Hace seis años, un golpe de Estado sentó las bases para la dictadura en que vive Tailandia. Es así que a pesar de la presión de las autoridades para desarticular la manifestación del fin de semana, miles de personas acudieron en demanda de mayores derechos democráticos. Fundamentalmente, quienes tomaron las calles y predios universitarios expresaron sus críticas contra las Fuerzas Armadas y el Gobierno a la vez que reclamaron una reforma constitucional y elecciones libres.
Las autoridades denunciaron que la congregación de manifestantes violaba la ley del reino tailandés así como también las restricciones impuestas para contener el contagio de coronavirus. No obstante, éstos continuaron llegando a la universidad con la intención de acampar allí y luego marchar hacia la sede del Gobierno.
Para Chiwarak, a pesar de que Tailandia es una monarquía constitucional, el palacio real retiene amplios poderes en materia económica y cultural. A su vez, considera que la creciente desigualdad económica que afecta al país es motivo de gran descontento entre la población. En este sentido, la corriente pro-democrática que lidera el joven junto a sus amigos de la universidad ha dirigido sus reclamos no solo contra la clase política y los militares, sino también contra la monarquía.

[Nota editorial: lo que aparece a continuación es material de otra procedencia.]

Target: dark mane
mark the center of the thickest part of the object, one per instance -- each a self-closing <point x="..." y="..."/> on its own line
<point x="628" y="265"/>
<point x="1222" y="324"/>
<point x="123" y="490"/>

Incluir a la monarquía en los reclamos de cambio implica un riesgo en la medida en que la ley dispone una pena de hasta 15 años de cárcel para quienes falten el respeto a las autoridades monárquicas. Sin embargo, los estudiantes consideran que la realeza se encuentra en el centro del conflicto político y es por ello que no puede ser dejada fuera de las demandas de cambio.
Aunque sobre Parit Chiwarak ya pesan 18 cargos judiciales por su activismo y la historia de Tailandia guarda un capítulo opaco vinculado a una masacre estudiantil ocurrida en la propia Universidad de Thammasat hace casi cinco décadas, miles de tailandeses se reunieron bajo la lluvia en la noche del sábado para hacer oír sus reclamos.